2nd. Thomas believes, and acknowledges, with true orthodox faith, on incontestable proofs, that Jesus is his Lord and his God. He truly believes for himself. He has not the, communications of the efficacy of the Lord's work, and of the relationship with His Father into which Jesus brings His own, the assembly. He has peace, perhaps, but he has missed all the revelation of the assembly's position. How many souls-saved souls even-are there in these two conditions!
3rd. Mary Magdalene is ignorant in the extreme. She does not know that Christ is risen. She has so little right sense of His being Lord and God, that she thinks some one might have taken away His body.

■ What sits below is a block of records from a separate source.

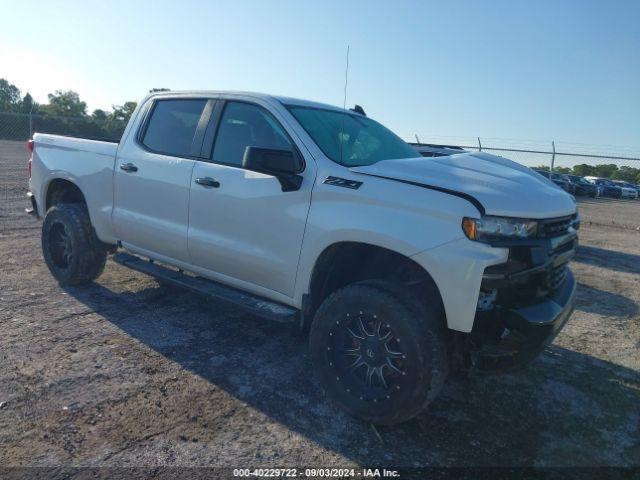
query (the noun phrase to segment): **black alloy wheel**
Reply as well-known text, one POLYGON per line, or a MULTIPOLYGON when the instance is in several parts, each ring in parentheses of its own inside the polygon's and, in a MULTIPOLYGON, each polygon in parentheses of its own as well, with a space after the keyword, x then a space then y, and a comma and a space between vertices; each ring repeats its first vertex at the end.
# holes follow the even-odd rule
POLYGON ((362 400, 388 400, 401 389, 407 357, 399 337, 376 314, 346 313, 329 336, 331 364, 344 372, 345 383, 357 385, 362 400))
POLYGON ((448 373, 444 319, 380 281, 354 283, 329 295, 311 325, 309 348, 327 395, 375 424, 417 415, 448 373))
POLYGON ((54 222, 49 232, 49 250, 51 261, 59 269, 65 270, 71 266, 73 260, 73 243, 64 224, 54 222))
POLYGON ((61 285, 95 280, 107 261, 106 246, 96 237, 87 208, 78 203, 49 208, 42 222, 42 254, 61 285))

But Christ is her all, the need of her soul, the only desire of her heart. Without Him she has no home, no Lord, no anything. Now to this need Jesus answers; it indicates the work of the Holy Ghost. He calls His sheep by her name, shows Himself to her first of all, teaches her that His presence was not now to be a Jewish bodily return to earth, that He must ascend to His Father, that the disciples were now His brethren, and that they were placed in the same position as Himself with His God and His Father-as Himself, the risen Man, ascended to His God and Father. All the glory of the new individual position is opened to her.
4th. This gathers the disciples together. Jesus then brings them the peace which He has made, and they have the full joy of a present Savior who brings it them. He makes this peace (possessed by them in virtue of His work and His victory) their starting-point, sends them as the Father had sent Him, and imparts to them the Holy Ghost as the breath and power of life, that they may be able to bear that peace to others.
These are the communications of the efficacy of His work, as He had given to Mary that of the relationship to the Father which resulted from it. The whole is the answer to Mary's attachment. to Christ, or what resulted from it. If through grace there is affection, the answer will assuredly be granted. It is the truth which flows from the work of Christ. No other state than that which Christ here presents is in accordance with what He has done, and with the Father's love. He cannot by His work place us in any other.